Increased penalty for habitual criminality.  (1)  If the actor is a repeater, as that term is defined in sub. (2), and the present conviction is for any crime for which imprisonment may be imposed, except for an escape under s. 946.42 or a failure to report under s. 946.425, the maximum term of imprisonment prescribed by law for that crime may be increased as follows:

     ….

     (2)  The actor is a repeater if the actor was convicted of a felony during the 5-year period immediately preceding the commission of the crime for which the actor presently is being sentenced, or if the actor was convicted of a misdemeanor on 3 separate occasions during that same period, which convictions remain of record and unreversed.  It is immaterial that sentence was stayed, withheld or suspended, or that the actor was pardoned, unless such pardon was granted on the ground of innocence.  In computing the preceding 5-year period, time which the actor spent in actual confinement serving a criminal sentence shall be excluded.

     (2m)

     ….

     (b)  The actor is a persistent repeater if one of the following applies:

     1.  The actor has been convicted of a serious felony on 2 or more separate occasions at any time preceding the serious felony for which he or she presently is being sentenced under ch. 973, which convictions remain of record and unreversed and, of the 2 or more previous convictions, at least one conviction occurred before the date of violation of at least one of the other felonies for which the actor was previously convicted.

     2.  The actor has been convicted of a serious child sex offense on at least one occasion at any time preceding the date of violation of the serious child sex offense for which he or she presently is being sentenced under ch. 973, which conviction remains of record and unreversed.

     (bm)  For purposes of counting a conviction under par. (b), it is immaterial that the sentence for the previous conviction was stayed, withheld or suspended, or that the actor was pardoned, unless the pardon was granted on the ground of innocence.

     (c)  If the actor is a persistent repeater, the term of imprisonment for the felony for which the persistent repeater presently is being sentenced under ch. 973 is life imprisonment without the possibility of parole or extended supervision.

     (d)  If a prior conviction is being considered as being covered under par. (a)1m.b. or 2m.d. as comparable to a felony specified under par. (a)1m.a. or 2m.a., b. or c., the conviction may be counted as a prior conviction under par. (b) only if the court determines, beyond a reasonable doubt, that the violation relating to that conviction would constitute a felony specified under par. (a)1m.a. or 2m.a., b. or c. if committed by an adult in this state.

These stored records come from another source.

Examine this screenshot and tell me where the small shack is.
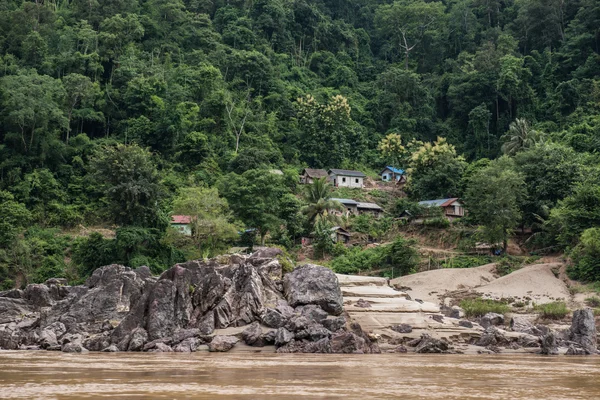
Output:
[327,169,367,189]
[331,226,351,244]
[300,168,328,185]
[379,165,406,182]
[356,202,383,218]
[419,197,465,221]
[302,226,352,247]
[171,215,192,236]
[331,198,358,217]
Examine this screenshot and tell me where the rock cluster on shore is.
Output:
[0,249,379,353]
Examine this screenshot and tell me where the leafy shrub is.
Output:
[534,301,569,319]
[567,228,600,282]
[423,217,450,229]
[585,296,600,308]
[496,255,540,276]
[440,256,492,268]
[352,214,392,239]
[460,299,510,317]
[331,237,419,276]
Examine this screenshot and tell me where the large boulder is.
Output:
[509,316,539,335]
[0,248,346,352]
[415,333,450,353]
[571,308,597,354]
[540,332,558,355]
[242,322,264,347]
[283,264,343,315]
[208,335,239,352]
[479,313,504,329]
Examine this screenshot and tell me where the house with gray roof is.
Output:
[356,201,383,218]
[327,169,367,189]
[331,197,358,217]
[419,197,465,220]
[300,168,328,185]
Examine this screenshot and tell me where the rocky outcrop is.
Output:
[208,336,239,352]
[479,313,504,329]
[411,333,451,353]
[540,332,558,356]
[283,264,343,315]
[568,308,597,354]
[0,249,366,353]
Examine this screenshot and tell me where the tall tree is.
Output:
[90,144,164,227]
[376,0,445,69]
[464,156,526,252]
[303,177,344,224]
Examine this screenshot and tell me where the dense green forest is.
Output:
[0,0,600,288]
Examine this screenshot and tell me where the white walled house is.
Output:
[327,169,367,189]
[379,165,406,182]
[171,215,192,236]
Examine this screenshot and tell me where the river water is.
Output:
[0,351,600,400]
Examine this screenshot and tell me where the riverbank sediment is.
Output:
[0,248,596,354]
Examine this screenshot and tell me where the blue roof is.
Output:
[419,198,458,207]
[331,197,358,206]
[381,165,404,175]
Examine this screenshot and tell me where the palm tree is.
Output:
[501,118,543,156]
[303,177,344,223]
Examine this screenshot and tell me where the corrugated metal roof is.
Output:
[329,169,366,178]
[331,197,358,206]
[379,165,404,175]
[419,197,458,207]
[302,168,327,178]
[171,215,192,224]
[357,202,383,211]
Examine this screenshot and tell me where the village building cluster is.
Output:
[171,165,465,238]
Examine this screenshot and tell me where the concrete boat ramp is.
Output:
[337,275,483,351]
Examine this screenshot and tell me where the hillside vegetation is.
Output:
[0,0,600,288]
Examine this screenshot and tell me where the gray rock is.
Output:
[285,315,314,332]
[149,343,173,353]
[415,333,450,353]
[431,314,444,323]
[83,332,110,351]
[565,344,590,356]
[61,334,88,353]
[261,331,277,345]
[262,308,287,328]
[448,306,465,319]
[394,345,408,353]
[173,338,202,353]
[295,324,331,342]
[355,299,373,308]
[283,264,343,315]
[102,344,119,353]
[322,317,346,332]
[127,328,148,351]
[39,329,58,349]
[297,304,328,324]
[275,300,296,319]
[23,284,54,308]
[275,328,294,347]
[303,338,333,353]
[242,322,264,347]
[208,335,239,352]
[540,332,558,355]
[479,313,504,329]
[458,319,473,328]
[391,324,412,333]
[571,308,597,354]
[475,326,509,347]
[509,316,538,335]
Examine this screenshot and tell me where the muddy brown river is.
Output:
[0,351,600,400]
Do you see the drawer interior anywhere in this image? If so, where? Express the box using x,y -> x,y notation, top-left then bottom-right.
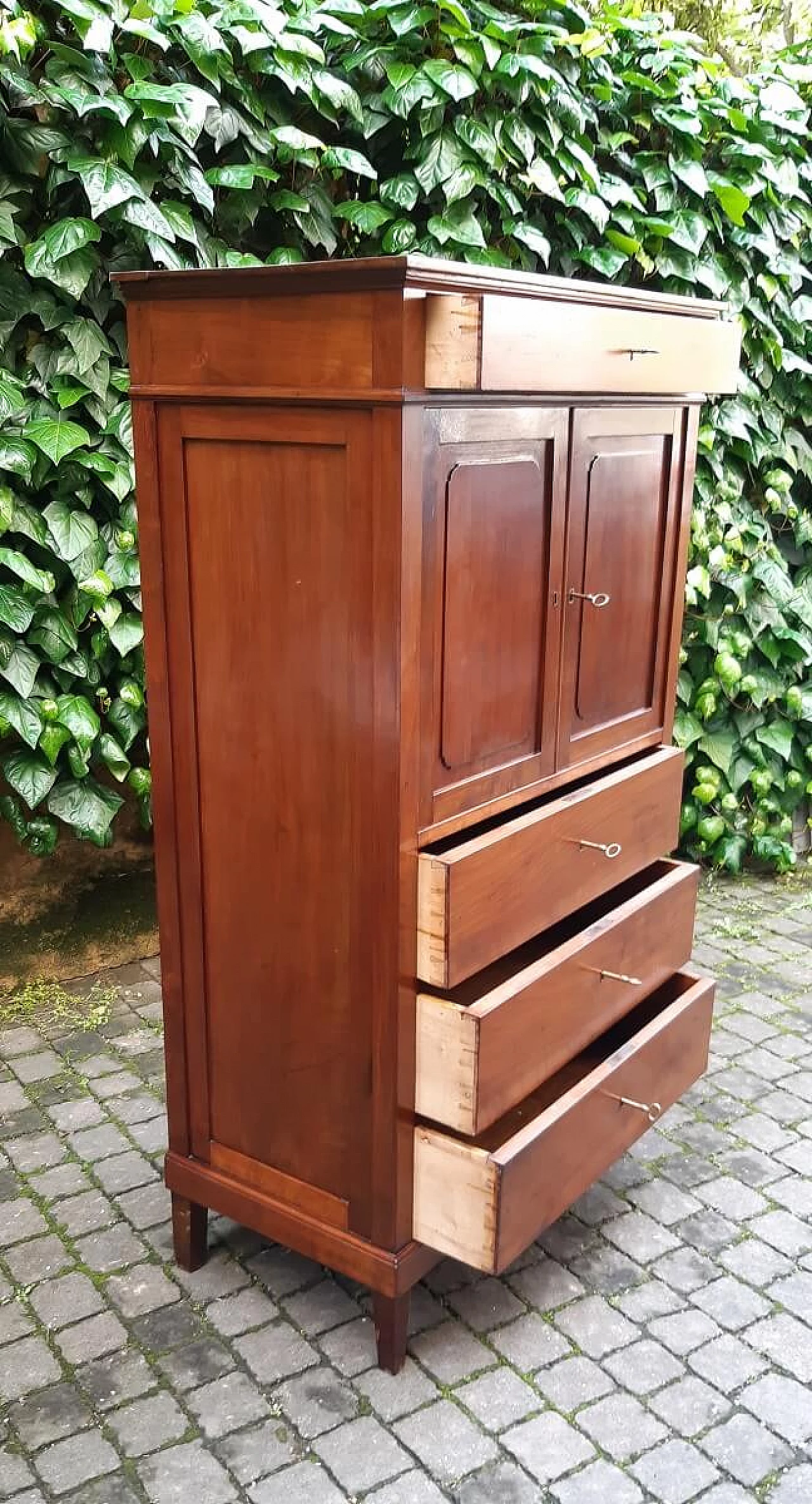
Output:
431,857 -> 690,1008
460,972 -> 698,1154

[4]   Wisconsin Stat. § 939.63:

Penalties; use of a dangerous weapon.  (1)  If a person commits a crime while possessing, using or threatening to use a dangerous weapon, the maximum term of imprisonment prescribed by law for that crime may be increased as follows:

     (a)  The maximum term of imprisonment for a misdemeanor may be increased by not more than 6 months.

     (b)  If the maximum term of imprisonment for a felony is more than 5 years or is a life term, the maximum term of imprisonment for the felony may be increased by not more than 5 years.

     (c)  If the maximum term of imprisonment for a felony is more than 2 years, but not more than 5 years, the maximum term of imprisonment for the felony may be increased by not more than 4 years.

     (d)  The maximum term of imprisonment for a felony not specified in par. (b) or (c) may be increased by not more than 3 years.

     (2)  The increased penalty provided in this section does not apply if possessing, using or threatening to use a dangerous weapon is an essential element of the crime charged.

     (3)  This section applies only to crimes specified under chs. 939 to 951 and 961.

[5]  Wisconsin Stat. § 941.29(2m) no longer exists.  It was repealed by 2001 Wis. Act 109, effective February 1, 2003.